Bringing me to the question of the hour, day, week, month, year, decade, life- What the fuck am I doing?
If I measure my accomplishments, I have the sudden urge to piss like a scared dog. I think to myself, “Have you really just existed this entire time? Is this what you’re supposed to be doing? Doesn’t life have a supreme purpose for you?!” Maybe it does, maybe it doesn’t- who really knows? But the overwhelming feeling of missing something is telling me it’s time for another change. When I’ve felt like this in the past, my aspirations just sort of dissolved. I’m not really motivated to do anything about how I feel. The path to change has too many moving pieces. It sort of feels like looking through binoculars backwards. Looking some insurmountable Change Monster in the face (life) is a bit intimidating from time to time.
But, like many times before, an epiphany rummages its way through grey seas of thought and smacks me in the face. “Do something different, De Luca. Come off it and be the optimist.” This will normally tithe me until I can get busy enough not to think about the pile of shit I am currently trudging through. Though today, the point was a little more concise: To do what you are really wanting to do, you’re going to have to go back to college. I’ve really tried very hard to avoid going back. College was the first thing I really failed at in life. Subsequent failures attributed- it’s like a giant, campus-shaped stain on a freshly pressed white shirt (from the tailored shirts I still have in the closet) that will never go away. For me, it’s an embarrassment.

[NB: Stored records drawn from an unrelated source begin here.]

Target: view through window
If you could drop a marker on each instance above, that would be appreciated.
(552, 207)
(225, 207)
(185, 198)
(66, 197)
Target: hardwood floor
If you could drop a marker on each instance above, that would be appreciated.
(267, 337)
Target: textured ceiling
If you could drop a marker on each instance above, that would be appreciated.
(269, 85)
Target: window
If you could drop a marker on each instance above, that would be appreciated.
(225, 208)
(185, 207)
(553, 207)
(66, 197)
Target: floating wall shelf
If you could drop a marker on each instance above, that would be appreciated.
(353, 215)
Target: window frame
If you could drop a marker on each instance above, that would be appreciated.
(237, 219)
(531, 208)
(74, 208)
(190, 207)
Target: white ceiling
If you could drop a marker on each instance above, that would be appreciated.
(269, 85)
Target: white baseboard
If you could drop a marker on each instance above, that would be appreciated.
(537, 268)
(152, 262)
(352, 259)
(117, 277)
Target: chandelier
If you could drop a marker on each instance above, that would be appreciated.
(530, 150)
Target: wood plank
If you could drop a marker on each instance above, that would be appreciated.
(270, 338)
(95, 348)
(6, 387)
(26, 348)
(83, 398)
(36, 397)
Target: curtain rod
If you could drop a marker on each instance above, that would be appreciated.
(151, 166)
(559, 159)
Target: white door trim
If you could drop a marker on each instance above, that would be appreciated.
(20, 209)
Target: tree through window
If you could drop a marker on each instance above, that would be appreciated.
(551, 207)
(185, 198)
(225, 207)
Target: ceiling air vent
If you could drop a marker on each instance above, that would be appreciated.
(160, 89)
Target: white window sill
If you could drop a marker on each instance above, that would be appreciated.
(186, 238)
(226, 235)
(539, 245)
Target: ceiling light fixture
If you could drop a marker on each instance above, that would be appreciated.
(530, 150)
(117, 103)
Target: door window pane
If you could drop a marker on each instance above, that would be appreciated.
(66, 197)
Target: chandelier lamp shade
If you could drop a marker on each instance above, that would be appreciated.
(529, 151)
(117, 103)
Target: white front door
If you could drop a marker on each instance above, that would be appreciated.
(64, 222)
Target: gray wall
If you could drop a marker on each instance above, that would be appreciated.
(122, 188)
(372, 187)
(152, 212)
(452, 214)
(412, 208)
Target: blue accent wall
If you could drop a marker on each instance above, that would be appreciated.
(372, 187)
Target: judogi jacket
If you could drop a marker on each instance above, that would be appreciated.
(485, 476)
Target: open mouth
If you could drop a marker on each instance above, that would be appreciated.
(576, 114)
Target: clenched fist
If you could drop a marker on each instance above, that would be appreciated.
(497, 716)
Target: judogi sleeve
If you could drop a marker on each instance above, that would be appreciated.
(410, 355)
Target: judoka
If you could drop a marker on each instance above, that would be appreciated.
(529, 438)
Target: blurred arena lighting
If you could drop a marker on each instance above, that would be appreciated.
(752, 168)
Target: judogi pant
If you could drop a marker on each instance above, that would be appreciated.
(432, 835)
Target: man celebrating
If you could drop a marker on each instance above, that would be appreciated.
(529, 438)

4.6 years later, I am tired of running from embarrassment. Running from embarrassment makes you bitter and fickle and a child. Sometimes, it takes a good one on the chin to get your head straight. Not the motivator board, life’s lemonade bullshit- but a genuine “This is what I am supposed to be doing at this point in my life” straight. For me, that was this morning at 5:44 am. So the next time I ask myself “What the fuck am I doing?” the answer will be “The things you need to do.”
I could be completely crazy having conversations with myself. But at least I feel like there is a little bit of light at the end of the tunnel.